This past weekend I attended the Summer Leadership Training conference provided by the Texas PTA in Austin, TX. Thousands participated and it was difficult to choose which sessions to attend: so many were of great interest. One that I did attend was on Parent Involvement, a presentation by a representative of the Texas Education Agency and the state board Parent Involvement lead for Texas PTA. The excellent presentation was well attended. I was introduced to the group as a PIRC director and provider of services to schools.
One incident stays with me. I had made a comment to the group at large about sensitivity to families that held two or more jobs, single parent homes and families that spoke a language other than English. At the end of the session quite a few participants came up to me to ask for contact information and also to ask questions. A Latina local PTA officer asked me about Spanish speaking mothers who she would see on campus joining their children for lunch or taking their children to school and picking them up in the afternoon, but she would not see them at PTA meetings. Yet they didn't seem to be easily accessible for her to invite to participate.
I counseled that she establish a relationship with them, initially just greeting and asking how their family was doing...how their children were doing in school. I advised that she hold back on recruiting them to be school volunteers or to become PTA members.

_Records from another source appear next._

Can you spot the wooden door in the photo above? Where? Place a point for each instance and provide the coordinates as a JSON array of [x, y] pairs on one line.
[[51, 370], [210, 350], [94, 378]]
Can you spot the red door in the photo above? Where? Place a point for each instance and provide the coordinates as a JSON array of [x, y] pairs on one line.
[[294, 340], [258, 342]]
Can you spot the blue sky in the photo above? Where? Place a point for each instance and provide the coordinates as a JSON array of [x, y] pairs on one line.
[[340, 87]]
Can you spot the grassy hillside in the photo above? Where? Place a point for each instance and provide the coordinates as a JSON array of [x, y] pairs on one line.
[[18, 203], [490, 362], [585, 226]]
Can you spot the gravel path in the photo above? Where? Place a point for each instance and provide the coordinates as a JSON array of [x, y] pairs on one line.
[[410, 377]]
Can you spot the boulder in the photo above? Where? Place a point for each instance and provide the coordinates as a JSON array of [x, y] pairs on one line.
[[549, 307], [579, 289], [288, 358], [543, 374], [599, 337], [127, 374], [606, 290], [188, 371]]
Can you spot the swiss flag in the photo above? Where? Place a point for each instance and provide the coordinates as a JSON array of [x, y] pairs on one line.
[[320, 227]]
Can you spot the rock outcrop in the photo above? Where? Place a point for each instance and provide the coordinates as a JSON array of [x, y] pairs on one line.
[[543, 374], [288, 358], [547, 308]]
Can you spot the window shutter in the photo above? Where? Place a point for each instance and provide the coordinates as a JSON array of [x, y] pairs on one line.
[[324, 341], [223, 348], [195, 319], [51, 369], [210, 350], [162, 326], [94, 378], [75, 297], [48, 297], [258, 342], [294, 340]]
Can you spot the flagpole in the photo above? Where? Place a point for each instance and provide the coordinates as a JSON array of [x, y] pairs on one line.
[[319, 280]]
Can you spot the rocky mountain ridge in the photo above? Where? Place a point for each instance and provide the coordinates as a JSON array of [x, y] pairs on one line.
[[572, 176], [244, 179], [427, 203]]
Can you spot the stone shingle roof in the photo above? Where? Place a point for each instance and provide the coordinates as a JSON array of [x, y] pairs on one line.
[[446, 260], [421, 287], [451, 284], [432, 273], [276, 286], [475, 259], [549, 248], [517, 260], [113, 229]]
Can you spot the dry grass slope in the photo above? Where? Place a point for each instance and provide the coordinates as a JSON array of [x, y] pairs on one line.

I said: Instead of approaching them with a 'sales pitch' become an acquaintance, concerned about the education of their children, and eventually a trusted friend. I peppered my conversation with Spanish and gave snippets of how I establish that kind of relationship with the families I come in contact with. She didn't speak much Spanish with me but clearly understood everything I said. Even if her Spanish was not as strong as her own parents', she obviously had enough facility with the language to communicate with the parents she wanted to connect with on her campus.
"Buenos días señora ¿como esta? ¿Como están los niños? (Good morning, maam, how are you? How are the children?).
I continued: As you establish these 'qualitative' relationships, then you can identify the 'live wires', the ones that are centers of communication within their own social circles. As each of these "emerging leaders" becomes an active participant, volunteer and PTA member, (and in time, if you persist, they will) she will bring others with her and also take information to many who might not ever attend a PTA meeting but are acutely interested in the education of their children and want the information the school can offer through these 'intermediaries'.
The Latina PTA leader seemed to have an "aha" moment. She agreed that the PTA traditional approaches that worked with most middle-class English-speaking families were not working with the ladies in question. She agreed that digging into her own family traditions, culture and informal ways of communicating gave her a new (but actually very old) way of conducting outreach with recent immigrant and Spanish speaking families. I don't know how she will fare, but she left smiling and promised to stay in email contact with me.